"No way. You got it?" I ask

He makes a kiss face. "It's a signed copy."

"You met her?"

"More like she met me. I had Mother invite her over. She's more beautiful in real life, and really sweet too. Of course she felt the need to educate me about suicide and how I should never consider it again, but aside that, she was cool."

"No. . . I'm so jealous."

"And it's not a book about death. The title is some sort of metaphor for wanting you to live. And," he raises his index finger instructively. "Live well."

I laugh again, can't help it. "You're right, about the metaphor thing, it's exactly why my relationship with the book is a love-hate affair. "

"So, how are you doing today?"

"Less pained, a bit high, but still kissable," I say.

He laughs, I remember my dream and smile. "High school and hospitals." I murmur.

"What?" he walks up to sit beside me.

"Since you came back it's like we've both been in and out of hospitals, and me out of high school."

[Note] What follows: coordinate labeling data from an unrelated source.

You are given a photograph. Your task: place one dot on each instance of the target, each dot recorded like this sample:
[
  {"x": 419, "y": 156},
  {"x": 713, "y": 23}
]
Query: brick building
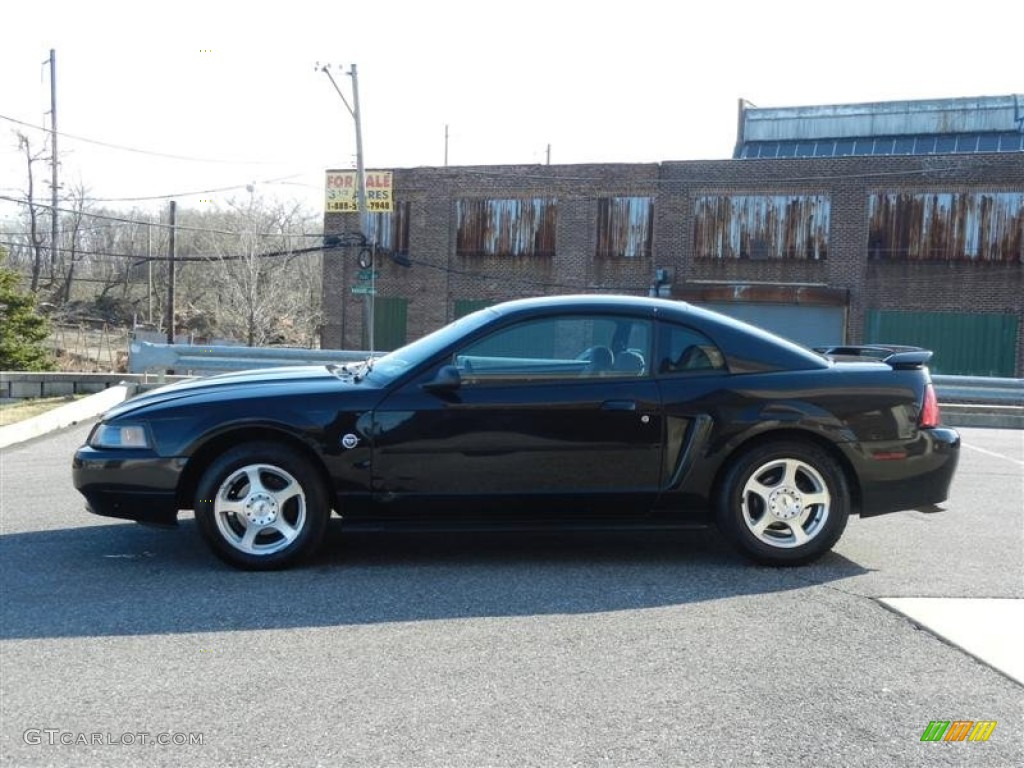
[{"x": 899, "y": 222}]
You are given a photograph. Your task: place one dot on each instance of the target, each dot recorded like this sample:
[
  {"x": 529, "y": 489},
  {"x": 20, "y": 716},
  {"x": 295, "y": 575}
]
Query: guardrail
[
  {"x": 144, "y": 356},
  {"x": 980, "y": 389}
]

"I beg to differ. I remember there was the day I sketched you, then there was the mall; before you got mad at me, then prom before Quincy and Tosin happened, and then, the garden on monday," he points outside the window. "Yesterday before Chinny happened was good too."

Chinny. I'll ask Mom to call her for me.

"How's your Mom? Did you come with Mike and the rest?"

"Mother is doing great, and yes. Mike is right by the door so we can't risk kissing today. "

I laugh again. Did I ever say I love him? I do.

"So what's on the visiting programme aside kissing?"

"Not much," he shrugs. "First, my favourite passage from this wonderful book." He opens it and I sneak a peek at Sarah Okosi's wonderful signature of italicized O's and lingering S's and the title: Dying Like The Sun; a void.

"Ready?" he asks.

I nod.

"Before that, here." He hands me his iPad. The screensaver is the sketch he made of me. I smile and make a mental note to make it my screensaver again.

"Open it." He says.

I slide my finger across the screen, a page comes up. I see some spreadsheets.

No way. It's a lie.

My hand finds my mouth. "IVAN. NO YOU DIDN'T!" I unconsciously start sobbing, looking at it again.

"I did," he shrugs. "And I bought a camera too. Mother paid for our hotels and they're five star. Different rooms, so we can practice some restraint. "

"YOU'RE JOKING!" I can't believe him. "THIS IS MADNESS!"

"There's great weather in Maasai Mara around this time, Zanzibar too. Venice is at the peak of her romance season," he wriggles his brows. I can't still believe him. "And Santorini, the sunset there is nothing short of magical. We have three days to pack up."

"You're serious?"

"Your Mother got us Tee-shirts and picture frames for each city."

"SHE KNEW!"

"She was very excited when I told her."

He helps me wipe the tears off my face.

"I don't want to ask why, but why?"

He smiles with half his lips and a scrunched up nose. "Why is because Sarah Okosi did say, and I quote, 'The void between day and night is the void between youth and old; the void between sunrise and sunset. The latter happens anyway; a natural turnout unaffected by our very pathetic existences. Where at night, at old, and at sunset, the only thing that matters is everything in between. That special sweet spot we must find.' "

I open my eyes when he ends. That quote isn't strange to me, I know it, I've read it, memorized it, perhaps a thousand times but it only makes complete sense now.

"I feel like I don't deserve you."

"You kind of don't, and that's why I'm so special aren't I?" he raises an eyebrow with a full smile. "Shoot?" he asks

"Shoot." I wipe my eyes, wrapping my hand strongly around his biceps.

Three days. Then we leave for Kenya. I still can not believe it.